"I'm back in business but flooded with a cete of badgers = commercial followers," we twittered this morning (see below for details). Speaking of badgers, one thing led to another in the course of twitter banter, and we ended up at this morsel of Aesopian wisdom that they aren't teaching in public schools anymore, from Fable LII, "The Fox and the Badger": "Like other dealers in untruth, the Fox had not invented what he had said: he had told parts of the facts, and by his manner of telling them, he had led the Badger to misapply them, and draw undue conclusions." WH chief of staff Rahm Emanuel's "You never want a serious crisis to go to waste" comes to mind. (John Connor Press Associates photo)
"I literally doubled my followers every day all day until I was in the Top 200 Most Followed in the world," goes the "testimonial" at Hummingbird, "The Pro Twitter Marketing Tool" — AKA a "twitter automation tool" — that we found flitting about in our Site Meter stats this morning. Could they be the ones who had hijacked our account yesterday, getting us temporarily suspended by twitter? Hummingbird's get-rich-quick sales pitch :
It was painful to see, yet another amazing internet market place, dominated by just a few "top" companies with an unlimited war chest to throw around. I spent hundreds of hours studying these Twitter Power Users and discovered every single trick they employed to generate literally thousands of new followers a day …
I took what I had learned and began developing a software program that quickly and easily distilled all of these secrets into a simple, easy to use tool that would literally auto-pilot me to the top of Twitter.

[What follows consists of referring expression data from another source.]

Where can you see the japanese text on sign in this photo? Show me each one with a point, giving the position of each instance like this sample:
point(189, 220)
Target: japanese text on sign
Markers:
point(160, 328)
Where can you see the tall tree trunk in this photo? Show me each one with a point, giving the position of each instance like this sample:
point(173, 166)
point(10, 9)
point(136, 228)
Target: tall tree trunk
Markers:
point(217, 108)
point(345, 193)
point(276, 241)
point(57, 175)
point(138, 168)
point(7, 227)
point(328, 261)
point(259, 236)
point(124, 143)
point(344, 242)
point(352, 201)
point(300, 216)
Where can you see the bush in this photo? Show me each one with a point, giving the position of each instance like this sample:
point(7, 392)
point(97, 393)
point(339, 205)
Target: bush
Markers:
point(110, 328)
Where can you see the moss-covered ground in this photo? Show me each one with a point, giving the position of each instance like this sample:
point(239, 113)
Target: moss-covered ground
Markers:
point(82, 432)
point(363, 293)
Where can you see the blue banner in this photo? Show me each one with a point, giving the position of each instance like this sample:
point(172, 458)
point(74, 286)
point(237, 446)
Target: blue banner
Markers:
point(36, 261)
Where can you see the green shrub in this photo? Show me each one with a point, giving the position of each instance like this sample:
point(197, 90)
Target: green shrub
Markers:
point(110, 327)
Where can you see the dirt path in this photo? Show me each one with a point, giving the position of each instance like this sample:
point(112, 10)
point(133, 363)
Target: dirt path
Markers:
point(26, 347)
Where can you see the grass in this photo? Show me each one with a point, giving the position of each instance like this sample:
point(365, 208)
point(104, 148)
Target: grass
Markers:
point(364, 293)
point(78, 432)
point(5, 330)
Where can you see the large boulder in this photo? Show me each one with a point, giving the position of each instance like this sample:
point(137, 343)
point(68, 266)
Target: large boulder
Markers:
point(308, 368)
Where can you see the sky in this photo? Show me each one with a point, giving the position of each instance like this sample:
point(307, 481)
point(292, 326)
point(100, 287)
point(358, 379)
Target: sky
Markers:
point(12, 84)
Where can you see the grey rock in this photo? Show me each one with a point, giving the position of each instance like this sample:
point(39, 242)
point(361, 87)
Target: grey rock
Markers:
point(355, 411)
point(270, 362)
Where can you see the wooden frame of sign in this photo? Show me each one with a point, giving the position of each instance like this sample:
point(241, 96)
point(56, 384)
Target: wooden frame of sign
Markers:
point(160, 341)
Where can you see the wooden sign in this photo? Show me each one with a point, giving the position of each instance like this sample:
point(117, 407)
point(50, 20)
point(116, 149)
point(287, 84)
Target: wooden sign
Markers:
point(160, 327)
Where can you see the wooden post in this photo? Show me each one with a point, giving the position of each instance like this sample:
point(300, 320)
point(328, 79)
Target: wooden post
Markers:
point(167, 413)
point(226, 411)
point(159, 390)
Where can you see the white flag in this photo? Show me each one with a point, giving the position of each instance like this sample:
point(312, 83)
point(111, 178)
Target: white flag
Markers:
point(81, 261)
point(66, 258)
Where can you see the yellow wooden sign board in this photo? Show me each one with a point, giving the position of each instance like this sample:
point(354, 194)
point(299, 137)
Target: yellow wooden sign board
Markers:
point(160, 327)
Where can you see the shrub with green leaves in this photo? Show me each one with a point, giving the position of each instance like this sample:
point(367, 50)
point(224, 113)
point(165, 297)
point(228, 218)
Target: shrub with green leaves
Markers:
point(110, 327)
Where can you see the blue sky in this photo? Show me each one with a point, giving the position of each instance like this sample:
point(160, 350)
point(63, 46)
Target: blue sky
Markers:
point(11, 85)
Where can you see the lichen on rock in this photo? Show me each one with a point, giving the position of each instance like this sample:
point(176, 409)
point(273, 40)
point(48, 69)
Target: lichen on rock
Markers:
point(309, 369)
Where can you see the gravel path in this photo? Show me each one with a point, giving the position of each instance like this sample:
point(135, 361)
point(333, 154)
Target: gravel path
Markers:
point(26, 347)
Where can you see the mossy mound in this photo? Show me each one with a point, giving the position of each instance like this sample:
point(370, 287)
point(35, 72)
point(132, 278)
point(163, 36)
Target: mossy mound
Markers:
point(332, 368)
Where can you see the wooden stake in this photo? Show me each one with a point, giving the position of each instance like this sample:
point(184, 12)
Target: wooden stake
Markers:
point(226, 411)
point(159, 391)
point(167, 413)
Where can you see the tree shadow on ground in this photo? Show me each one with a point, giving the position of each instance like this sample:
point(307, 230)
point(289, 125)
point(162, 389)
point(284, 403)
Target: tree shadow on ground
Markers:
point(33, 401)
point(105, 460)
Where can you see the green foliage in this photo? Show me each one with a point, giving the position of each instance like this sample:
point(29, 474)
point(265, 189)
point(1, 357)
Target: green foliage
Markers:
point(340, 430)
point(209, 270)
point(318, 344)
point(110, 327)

The Hummingbird folks are asking the fool to part with a mere $197 in return for untold riches. There's one born every minute. We put two and two together this morning when we noticed our email being flooded with new followers already boasting tens of thousands of followers. We're keeping our eye out for these pound-foolish would-be followers and summarily blocking them as they "poor" in.
Update: Final thought. While things are more or less under control, we've still got the nuisance factor of having to individually block each of these would-be followers. Next step, a twitter help ticket to find out how we can get these weasels out of our den.
I would still like to know what the dangerous message was and sue for false statements.
Posted by: goomp | May 31, 2009 at 11:58 AM
Unfortunately what you want to do is not easy as far as I know. First - you can lock down your account so only those you approve can see it and then they have to request to follow you. This means your tweets are no longer public, but does keep out the riff-raff. ;-)
The only other thing is to go through and block those you don't want following. A tedious tedious process. I don't know of any other way. If twitter does have a suggestion, I'd be interested to know about it.
It's too bad they can't leave the feed public but put in a "request to follow" type of thing where everyone can see your feed, but has to request to follow you. Then you can approve or ban before it becomes a problem.
But so far as I know - the only way to get the "request to follow" is to make your feed private. So it's difficult all around. *sigh*
Posted by: Teresa | May 31, 2009 at 12:53 PM
Testing testing 1 2 3... heh
Posted by: Teresa | May 31, 2009 at 10:46 PM
*sigh* might be a cookie issue - or not. The testing comment went thru fine. Then got blocked again. Feel free to delete the extra comments Sissy!